From the FDA Drug Label
Atropine also may lessen the degree of partial heart block when vagal activity is an etiologic factor In some patients with complete heart block, the idioventricular rate may be accelerated by atropine; in others, the rate is stabilized.
The prehospital treatment of accelerated idioventricular rhythm with atropine may accelerate the idioventricular rate in some patients with complete heart block, while in others it may stabilize the rate. However, the effect of atropine on accelerated idioventricular rhythm is not explicitly stated in the label, and therefore, no conclusion can be drawn about its use in this specific context 1.
From the Research
Prehospital treatment of accelerated idioventricular rhythm (AIVR) generally requires no specific intervention if the patient is hemodynamically stable. AIVR is typically a benign, transient rhythm with a rate of 50-110 beats per minute that often serves as an escape rhythm during reperfusion after myocardial infarction or in the setting of digoxin toxicity 2. For stable patients, monitor vital signs, provide supplemental oxygen if needed, establish IV access, and perform continuous cardiac monitoring while transporting to the hospital. Avoid antiarrhythmic medications as they may suppress this protective rhythm and potentially lead to asystole. If the patient becomes hemodynamically unstable (rare with AIVR), treat the underlying cause rather than the rhythm itself. For bradycardic patients with signs of poor perfusion, atropine 0.5mg IV may be considered, though it's often ineffective for ventricular rhythms. In cases of severe hemodynamic compromise, transcutaneous pacing might be necessary. The key principle is recognizing that AIVR itself rarely requires treatment and often resolves spontaneously as the underlying condition improves. Focus instead on identifying and addressing potential causes such as acute coronary syndrome, electrolyte abnormalities, or medication effects.

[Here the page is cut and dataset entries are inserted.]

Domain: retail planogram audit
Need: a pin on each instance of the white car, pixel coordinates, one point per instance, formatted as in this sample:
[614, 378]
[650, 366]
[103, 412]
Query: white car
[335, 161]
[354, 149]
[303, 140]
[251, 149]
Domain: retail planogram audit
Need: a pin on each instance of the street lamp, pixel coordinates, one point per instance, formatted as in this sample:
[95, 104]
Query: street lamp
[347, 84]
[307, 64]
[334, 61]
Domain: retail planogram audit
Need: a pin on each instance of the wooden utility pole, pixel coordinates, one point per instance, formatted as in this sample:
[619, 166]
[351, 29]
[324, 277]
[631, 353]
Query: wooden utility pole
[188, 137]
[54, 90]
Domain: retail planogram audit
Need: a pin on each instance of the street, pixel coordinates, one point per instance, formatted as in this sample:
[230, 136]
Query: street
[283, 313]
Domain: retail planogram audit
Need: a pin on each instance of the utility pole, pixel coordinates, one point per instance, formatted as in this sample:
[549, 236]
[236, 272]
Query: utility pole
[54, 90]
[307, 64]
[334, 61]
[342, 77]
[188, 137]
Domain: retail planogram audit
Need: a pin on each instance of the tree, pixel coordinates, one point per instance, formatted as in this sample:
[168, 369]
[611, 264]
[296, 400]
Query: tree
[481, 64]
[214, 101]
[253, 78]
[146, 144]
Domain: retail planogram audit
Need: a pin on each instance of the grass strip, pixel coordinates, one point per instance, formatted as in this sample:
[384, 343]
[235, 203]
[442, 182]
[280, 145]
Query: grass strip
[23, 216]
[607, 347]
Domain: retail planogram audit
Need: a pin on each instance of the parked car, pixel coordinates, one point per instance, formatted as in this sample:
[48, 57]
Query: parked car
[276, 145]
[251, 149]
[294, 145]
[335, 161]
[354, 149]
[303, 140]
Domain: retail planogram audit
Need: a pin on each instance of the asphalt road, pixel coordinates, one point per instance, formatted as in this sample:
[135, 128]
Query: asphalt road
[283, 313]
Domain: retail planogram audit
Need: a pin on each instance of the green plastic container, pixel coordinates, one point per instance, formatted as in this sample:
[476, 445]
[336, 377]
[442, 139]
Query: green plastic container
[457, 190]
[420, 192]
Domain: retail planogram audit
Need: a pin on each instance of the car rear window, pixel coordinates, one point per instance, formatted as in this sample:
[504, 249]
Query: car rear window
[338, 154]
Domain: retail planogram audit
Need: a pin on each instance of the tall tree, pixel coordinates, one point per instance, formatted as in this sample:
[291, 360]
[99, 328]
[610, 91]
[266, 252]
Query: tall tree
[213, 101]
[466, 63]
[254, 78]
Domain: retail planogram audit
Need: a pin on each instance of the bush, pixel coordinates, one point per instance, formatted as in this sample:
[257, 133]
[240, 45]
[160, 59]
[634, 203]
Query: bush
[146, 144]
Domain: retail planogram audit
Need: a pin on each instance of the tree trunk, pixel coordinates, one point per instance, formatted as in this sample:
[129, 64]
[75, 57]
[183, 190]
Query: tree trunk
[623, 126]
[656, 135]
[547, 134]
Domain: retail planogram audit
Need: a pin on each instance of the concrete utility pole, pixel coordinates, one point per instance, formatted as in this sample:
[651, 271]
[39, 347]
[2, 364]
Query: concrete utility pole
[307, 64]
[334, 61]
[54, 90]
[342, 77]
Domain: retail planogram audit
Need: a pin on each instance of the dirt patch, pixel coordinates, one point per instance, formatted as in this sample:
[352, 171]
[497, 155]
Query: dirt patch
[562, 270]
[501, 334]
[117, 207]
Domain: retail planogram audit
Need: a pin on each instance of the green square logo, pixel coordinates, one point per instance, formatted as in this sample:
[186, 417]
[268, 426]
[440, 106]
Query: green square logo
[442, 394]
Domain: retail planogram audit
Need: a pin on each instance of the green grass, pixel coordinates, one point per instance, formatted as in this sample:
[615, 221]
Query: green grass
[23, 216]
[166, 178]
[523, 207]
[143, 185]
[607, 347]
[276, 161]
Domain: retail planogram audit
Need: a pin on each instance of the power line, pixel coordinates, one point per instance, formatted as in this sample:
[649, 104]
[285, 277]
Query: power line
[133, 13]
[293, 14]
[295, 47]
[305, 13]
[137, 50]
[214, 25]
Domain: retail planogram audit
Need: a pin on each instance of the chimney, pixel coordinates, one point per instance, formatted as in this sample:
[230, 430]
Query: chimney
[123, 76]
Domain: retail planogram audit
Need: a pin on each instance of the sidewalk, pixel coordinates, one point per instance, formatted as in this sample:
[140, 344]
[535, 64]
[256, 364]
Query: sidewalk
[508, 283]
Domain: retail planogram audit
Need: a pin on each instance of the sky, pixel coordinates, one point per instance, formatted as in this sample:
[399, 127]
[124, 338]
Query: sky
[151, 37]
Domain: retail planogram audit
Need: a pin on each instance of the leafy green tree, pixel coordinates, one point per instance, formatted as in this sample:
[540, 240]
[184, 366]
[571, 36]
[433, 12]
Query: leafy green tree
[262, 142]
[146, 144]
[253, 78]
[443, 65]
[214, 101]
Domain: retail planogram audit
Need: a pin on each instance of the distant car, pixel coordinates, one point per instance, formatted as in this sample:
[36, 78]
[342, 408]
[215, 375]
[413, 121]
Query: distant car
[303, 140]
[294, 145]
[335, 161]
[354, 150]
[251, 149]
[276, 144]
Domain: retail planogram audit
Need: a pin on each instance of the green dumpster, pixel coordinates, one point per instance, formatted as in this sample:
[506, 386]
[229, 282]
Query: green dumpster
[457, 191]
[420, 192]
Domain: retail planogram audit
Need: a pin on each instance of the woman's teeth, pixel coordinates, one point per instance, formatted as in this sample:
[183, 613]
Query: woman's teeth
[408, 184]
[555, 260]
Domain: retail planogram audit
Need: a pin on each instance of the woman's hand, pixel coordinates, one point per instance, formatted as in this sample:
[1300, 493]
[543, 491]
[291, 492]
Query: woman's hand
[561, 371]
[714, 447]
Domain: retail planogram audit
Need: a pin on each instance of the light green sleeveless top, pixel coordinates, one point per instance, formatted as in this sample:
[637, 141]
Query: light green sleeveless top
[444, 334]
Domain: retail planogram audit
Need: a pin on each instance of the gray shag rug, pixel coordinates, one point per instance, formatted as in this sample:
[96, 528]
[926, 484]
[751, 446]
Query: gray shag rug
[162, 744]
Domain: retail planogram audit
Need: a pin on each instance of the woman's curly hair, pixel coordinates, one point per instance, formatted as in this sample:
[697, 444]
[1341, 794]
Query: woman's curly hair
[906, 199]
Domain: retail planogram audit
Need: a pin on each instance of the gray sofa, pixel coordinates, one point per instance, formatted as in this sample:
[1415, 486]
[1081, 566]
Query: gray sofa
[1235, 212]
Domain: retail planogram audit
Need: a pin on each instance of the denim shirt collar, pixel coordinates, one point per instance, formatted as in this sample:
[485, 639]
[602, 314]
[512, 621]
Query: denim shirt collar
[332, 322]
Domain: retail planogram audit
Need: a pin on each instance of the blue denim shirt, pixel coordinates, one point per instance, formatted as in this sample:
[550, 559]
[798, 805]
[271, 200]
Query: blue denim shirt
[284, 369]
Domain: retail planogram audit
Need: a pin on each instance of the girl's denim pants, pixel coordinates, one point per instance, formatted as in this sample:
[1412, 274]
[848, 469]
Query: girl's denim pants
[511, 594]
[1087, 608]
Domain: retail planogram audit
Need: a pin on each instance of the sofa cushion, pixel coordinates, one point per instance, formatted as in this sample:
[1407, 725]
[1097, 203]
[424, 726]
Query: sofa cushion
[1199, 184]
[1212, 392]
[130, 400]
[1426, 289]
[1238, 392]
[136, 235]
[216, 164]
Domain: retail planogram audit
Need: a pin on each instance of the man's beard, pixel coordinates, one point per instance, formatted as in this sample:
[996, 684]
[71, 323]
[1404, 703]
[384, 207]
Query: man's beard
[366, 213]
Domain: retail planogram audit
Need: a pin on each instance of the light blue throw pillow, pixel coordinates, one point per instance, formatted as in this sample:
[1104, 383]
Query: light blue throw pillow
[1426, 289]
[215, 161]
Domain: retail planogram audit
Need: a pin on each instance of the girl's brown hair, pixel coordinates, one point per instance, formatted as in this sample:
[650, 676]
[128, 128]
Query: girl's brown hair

Some key points to consider in the management of AIVR include:
- AIVR is often associated with successful reperfusion in patients with ST-elevation myocardial infarction treated with primary percutaneous coronary intervention, but it is not a marker of successful reperfusion 3.
- AIVR can occur in patients with and without structural heart disease, and its occurrence after thrombolysis during acute myocardial infarction is a marker of successful reperfusion 4.
- Frequent AIVR has unique clinical manifestations, and patients with a burden of over 70%, impaired left ventricular ejection fraction, and/or symptoms of syncope or presyncope due to over-response to sympathetic tone should be considered for catheter ablation 2.
- AIVR is a rare but benign form of ventricular tachycardia that might be challenging to differentiate from other more worrisome forms, and it can occur in healthy newborns without the need for medical therapy 5.
Overall, the management of AIVR should focus on identifying and addressing the underlying cause of the rhythm, rather than treating the rhythm itself, and monitoring for any signs of hemodynamic instability.